Logo Assembly Logo Hemicycle

Protéger les droits des travailleuses et des travailleurs du sexe et améliorer leurs conditions de vie

©shutterstock

La Commission sur l'égalité et la non-discrimination, réunie le 12 septembre à Paris, a exprimé sa préoccupation concernant le fait que les travailleuses et travailleurs du sexe continuent d'être stigmatisé∙es, exposé∙es à la violence et aux abus, et confronté∙es à des discriminations dans l'accès à l'éducation, à l'emploi, à la santé, au logement, à la justice et à la protection contre la violence.

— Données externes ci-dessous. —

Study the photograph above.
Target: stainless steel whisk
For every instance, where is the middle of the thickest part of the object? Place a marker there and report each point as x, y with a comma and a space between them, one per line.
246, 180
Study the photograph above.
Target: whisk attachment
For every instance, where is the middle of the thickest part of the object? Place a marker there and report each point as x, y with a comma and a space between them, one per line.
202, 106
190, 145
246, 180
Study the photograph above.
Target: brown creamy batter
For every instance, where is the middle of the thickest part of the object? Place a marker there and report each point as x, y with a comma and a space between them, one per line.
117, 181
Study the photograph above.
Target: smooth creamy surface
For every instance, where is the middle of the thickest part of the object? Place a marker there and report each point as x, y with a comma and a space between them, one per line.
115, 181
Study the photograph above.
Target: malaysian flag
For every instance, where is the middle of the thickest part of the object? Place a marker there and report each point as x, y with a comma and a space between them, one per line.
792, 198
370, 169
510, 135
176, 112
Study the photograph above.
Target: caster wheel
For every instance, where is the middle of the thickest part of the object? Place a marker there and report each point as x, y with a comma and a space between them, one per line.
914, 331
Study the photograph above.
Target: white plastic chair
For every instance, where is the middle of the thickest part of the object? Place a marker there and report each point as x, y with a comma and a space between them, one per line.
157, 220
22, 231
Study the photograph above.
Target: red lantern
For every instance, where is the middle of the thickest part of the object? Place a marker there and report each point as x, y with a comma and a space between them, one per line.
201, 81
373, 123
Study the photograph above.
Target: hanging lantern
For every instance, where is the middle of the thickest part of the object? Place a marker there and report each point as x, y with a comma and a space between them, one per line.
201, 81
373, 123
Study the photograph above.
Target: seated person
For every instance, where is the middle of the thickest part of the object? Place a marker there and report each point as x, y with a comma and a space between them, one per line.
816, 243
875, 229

Le projet de résolution, basé sur le rapport de Fourat Ben Chikha (Belgique, SOC), adopté par la commission, souligne que ce traitement discriminatoire entrave leurs droits fondamentaux, les rend plus vulnérables à la traite des êtres humains, et rend difficile l’abandon de cette activité pour celles et ceux qui le souhaitent.

Afin de protéger les droits des travailleuses et les travailleurs du sexe – quelle que soit la règlementation en vigueur – et d’améliorer leurs conditions de vie, la commission a proposé aux Etats membres un ensemble de mesures concernant l’élaboration et l’évaluation des politiques ; l'accès à la justice et la protection contre la violence ; la coopération avec la société civile ; l’accès aux soins de santé ; et en matière d'éducation, de formation, et de sensibilisation.

La commission considère que la réforme du travail du sexe récemment introduite en Belgique – comprenant des règles de droit civil et de droit du travail, visant à garantir la sécurité de ces personnes et à leur donner accès à la sécurité sociale – constitue un exemple que les autres États membres qui ont dépénalisé le travail du sexe pourraient suivre, afin d'éliminer les zones grises juridiques.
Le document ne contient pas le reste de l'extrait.